I'd also like to mention a book that I picked up maybe three years ago. It's the Blues-Rock Explosion by Old Goat Publishing and it provides excellent background for that decade when I fell in love with the Blues, including about ten pages per entry with Korner, Winter, Canned Heat and Bloomfield included in about 270 pages covering about 30 groups of the era. Although they are all white (with the exception of Taj Mahal), it gives you knowledge that is hard to find elsewhere. My copy is from the first edition (copyright 2001) with a list price on the back of $30.
KEY TO THE HIGHWAY: A liberal view of the roads travelled by the Blues. While it will include detours into Jazz, R&B, Rock 'n' Roll and the British influence, the main emphasis will be on full band electric urban Blues. This uptempo journey will be mapped out by Don. Heard occasionally on KKUP 91.5 fm.
It also mentioned broadcasting live music, but after a couple of attempts I deemed it too difficult to achieve a sound quality to meet my expectations. This statement was probably issued around May 1st of 1989 when I started doing fill-in until a suitable time slot became available. I bring this up primarily because I have gotten to feel guilty when I stray from the Blues, but an entirely Blues content was never intended. I have always given the Blues a rather wide berth; after all, Chuck Berry didn't say "Roll over Beethoven, dig this Rock 'n' Roll." It has been my pleasure to share the joys of the music I love for more than twenty years and I'll be happy if I can put in another twenty. I have made many friends through the years and would feel a void in my life without its pleasures.

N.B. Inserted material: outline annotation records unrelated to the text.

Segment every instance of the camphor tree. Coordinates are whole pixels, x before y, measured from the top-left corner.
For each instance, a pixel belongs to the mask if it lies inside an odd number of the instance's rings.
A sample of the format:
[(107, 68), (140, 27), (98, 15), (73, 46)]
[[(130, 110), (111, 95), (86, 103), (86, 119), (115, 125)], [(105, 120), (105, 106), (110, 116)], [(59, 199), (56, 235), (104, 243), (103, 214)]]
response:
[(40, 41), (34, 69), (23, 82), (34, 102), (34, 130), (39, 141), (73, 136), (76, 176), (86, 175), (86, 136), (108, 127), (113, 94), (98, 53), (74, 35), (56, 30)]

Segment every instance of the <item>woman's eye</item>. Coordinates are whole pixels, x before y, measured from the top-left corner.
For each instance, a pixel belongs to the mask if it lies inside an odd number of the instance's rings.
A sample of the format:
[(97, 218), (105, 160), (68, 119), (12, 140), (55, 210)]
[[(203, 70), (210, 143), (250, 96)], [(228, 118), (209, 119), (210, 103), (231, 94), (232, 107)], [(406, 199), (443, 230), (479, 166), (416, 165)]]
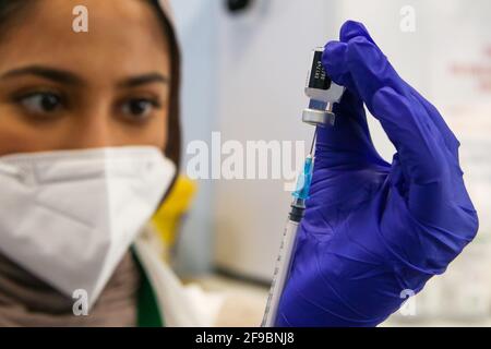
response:
[(152, 115), (154, 109), (158, 109), (159, 104), (151, 99), (132, 99), (123, 104), (123, 115), (131, 119), (142, 120)]
[(35, 93), (19, 98), (19, 103), (32, 113), (50, 113), (61, 105), (61, 97), (52, 93)]

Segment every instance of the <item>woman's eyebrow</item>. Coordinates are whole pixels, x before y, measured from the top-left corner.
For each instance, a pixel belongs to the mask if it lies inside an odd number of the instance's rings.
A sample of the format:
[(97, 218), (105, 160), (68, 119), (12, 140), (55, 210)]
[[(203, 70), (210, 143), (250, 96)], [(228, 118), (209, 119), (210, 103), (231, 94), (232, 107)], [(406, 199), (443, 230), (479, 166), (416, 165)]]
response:
[(0, 79), (11, 79), (23, 75), (35, 75), (46, 80), (51, 80), (57, 83), (62, 83), (65, 85), (84, 85), (85, 82), (80, 76), (59, 69), (53, 69), (49, 67), (41, 65), (28, 65), (24, 68), (14, 69), (3, 73)]
[(118, 84), (119, 87), (137, 87), (141, 85), (146, 85), (146, 84), (153, 84), (153, 83), (161, 83), (161, 84), (169, 84), (169, 77), (166, 75), (163, 75), (160, 73), (148, 73), (148, 74), (143, 74), (143, 75), (139, 75), (139, 76), (132, 76), (129, 79), (123, 80), (122, 82), (120, 82)]

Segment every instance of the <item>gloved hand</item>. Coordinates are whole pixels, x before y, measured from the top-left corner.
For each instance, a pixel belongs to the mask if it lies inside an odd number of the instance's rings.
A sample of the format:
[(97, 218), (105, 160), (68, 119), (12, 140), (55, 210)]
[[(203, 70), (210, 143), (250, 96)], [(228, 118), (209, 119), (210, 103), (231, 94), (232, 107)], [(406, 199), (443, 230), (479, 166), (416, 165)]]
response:
[[(364, 26), (347, 22), (323, 64), (347, 87), (336, 125), (318, 130), (315, 165), (277, 326), (375, 326), (475, 237), (459, 143), (404, 82)], [(363, 103), (397, 148), (376, 153)]]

I don't know how this blog will evolve, but initially I would like it to inform you of upcoming shows and gradually add playlists from past shows. I also understand I can learn how to add links to relevant items, perhaps video clips or articles about an artist I might be highlighting. I hope it will also give you the opportunity to comment on the show with suggestions and criticisms, but if there was something you really enjoyed I wouldn't mind hearing that either. So let's get on this new road and see where it takes us. And thanks for your interest.